Los Vivancos’u kurduğumuz 2004 yılından beri gittiğimiz otuzdan fazla ülkede medya bizden hep yakışıklı dansçılar olarak söz etti ve bizce bunun bir sakıncası yok. Çok sıkı spor yapıyoruz, dans ediyoruz ve bedenlerimize iyi bakıyoruz. Sahnede bir dansçının estetiği ve bedenini nasıl kullandığı çok önemli. Bedenimizi birer enstrüman gibi kullanıyoruz ve onu parlatmak Flamenko’da da işimize yarıyor.
Bu durumda size karşı romantik ilgiden de rahatsız olmuyorsunuz… Peki, sizin aranızda romantik bir bağı olan yok mu?
Çocukluğumuzdan beri beğendiğimiz kızlar konusunda en büyük rekabet Israel ile benim aramda yaşanıyordu; neyse ki Israel yeterince romantik ve âşık olduğu bir kız arkadaşı var, bu yüzden rekabet etmeme gerek kalmıyor. Kız arkadaşı Meksika’da olduğu halde, bunca yoğunluk arasında aşk yaşayan sanırım sadece o.
Müziklerde son derece başarılı bir korku filmi olan ‘El Orfanato’nun müziklerini yapan Fernando Valezquez’in imzası var; yoksa bizi gerilimli bir Flamenko gösterisi mi bekliyor?

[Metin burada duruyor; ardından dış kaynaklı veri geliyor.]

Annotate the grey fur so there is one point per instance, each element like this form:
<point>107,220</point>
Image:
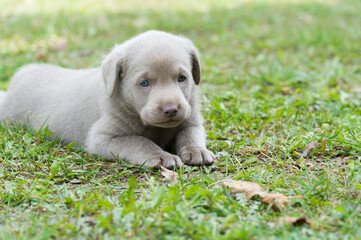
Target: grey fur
<point>106,110</point>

Belki gerilimli demek doğru olmaz ama heyecanlı ve temposu çok yüksek bir gösteri diyebiliriz. El Orfanato’nun müziklerini çok beğendiğimiz için özellikle Fernando Valezquez ile çalışmak istedik. Gösteride Judah’ın yaratıcılığından ortaya çıkan, tamamen bize ait müzikler de var. Budapeşte Senfoni Orkestrasının müzikleriyle çok renkli bir sahne oluşuyor. Gerilim gibi değil ama kesinlikle sihir dolu bir macera filmi gibi.
Sahnede yine dövüşüyor musunuz?
Bana kalırsa dövüş sanatları bize çok güçlü bir duruş veriyor ve özellikle Flamenko gibi tutkulu bir dans söz konusuysa bu duruş erkek dansçılar için bir avantaj sağlıyor. Sahnede çok farklı mizansenler içine yerleştirdiğimiz dövüş sahnelerimiz var, hatta kick-boks bile yapıyoruz, son derece güçlü koreografilerle sahnedeyiz.

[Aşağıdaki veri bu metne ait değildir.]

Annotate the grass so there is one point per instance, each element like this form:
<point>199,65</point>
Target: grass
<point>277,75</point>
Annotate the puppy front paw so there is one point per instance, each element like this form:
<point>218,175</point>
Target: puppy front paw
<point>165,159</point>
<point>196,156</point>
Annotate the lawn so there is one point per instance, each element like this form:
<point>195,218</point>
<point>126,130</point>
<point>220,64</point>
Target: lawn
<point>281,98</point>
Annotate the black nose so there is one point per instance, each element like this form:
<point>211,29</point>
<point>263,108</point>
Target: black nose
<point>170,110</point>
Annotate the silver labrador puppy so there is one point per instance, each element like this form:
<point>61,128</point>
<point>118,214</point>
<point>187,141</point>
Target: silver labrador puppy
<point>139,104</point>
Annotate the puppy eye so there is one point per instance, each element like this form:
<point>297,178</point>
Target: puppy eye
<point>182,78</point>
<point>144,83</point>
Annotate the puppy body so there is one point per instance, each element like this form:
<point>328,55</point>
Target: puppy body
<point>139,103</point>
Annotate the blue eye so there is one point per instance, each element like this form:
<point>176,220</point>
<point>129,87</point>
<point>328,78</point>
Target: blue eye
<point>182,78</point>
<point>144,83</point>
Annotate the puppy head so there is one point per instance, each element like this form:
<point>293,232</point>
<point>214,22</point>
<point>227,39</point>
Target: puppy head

Eleştirmenler tarafından ‘Muhteşem Yedili’ olarak tanımlanıyorsunuz; sizce muhteşem bir dansçıda hangi özellikler olmalı?

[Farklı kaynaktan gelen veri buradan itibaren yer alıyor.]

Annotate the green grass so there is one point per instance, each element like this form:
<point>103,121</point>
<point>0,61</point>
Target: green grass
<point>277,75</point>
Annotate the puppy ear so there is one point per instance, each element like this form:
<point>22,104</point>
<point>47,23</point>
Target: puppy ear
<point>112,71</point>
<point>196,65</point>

Öncelikle hepimizin Barselona Dans Konservatuvarının sağladığı imkânlarla çok daha iyi birer dansçı haline geldiğimizi düşünüyorum. İyi bir dansçı sahnede rahat olmalı ve bedenini adeta bir enstrüman gibi kullanabilmeli. Güçlü bir dansı estetik çok etkiliyor ve biz de bunu çok iyi biliyoruz. Bu yüzden bol bol yüzüyor, spor yapıyoruz ve enstrümanımıza, bedenlerimize çok iyi davranıyoruz. İyi bir dansçı güçlü olmalı ve kendini özgürce ifade edebilmeli.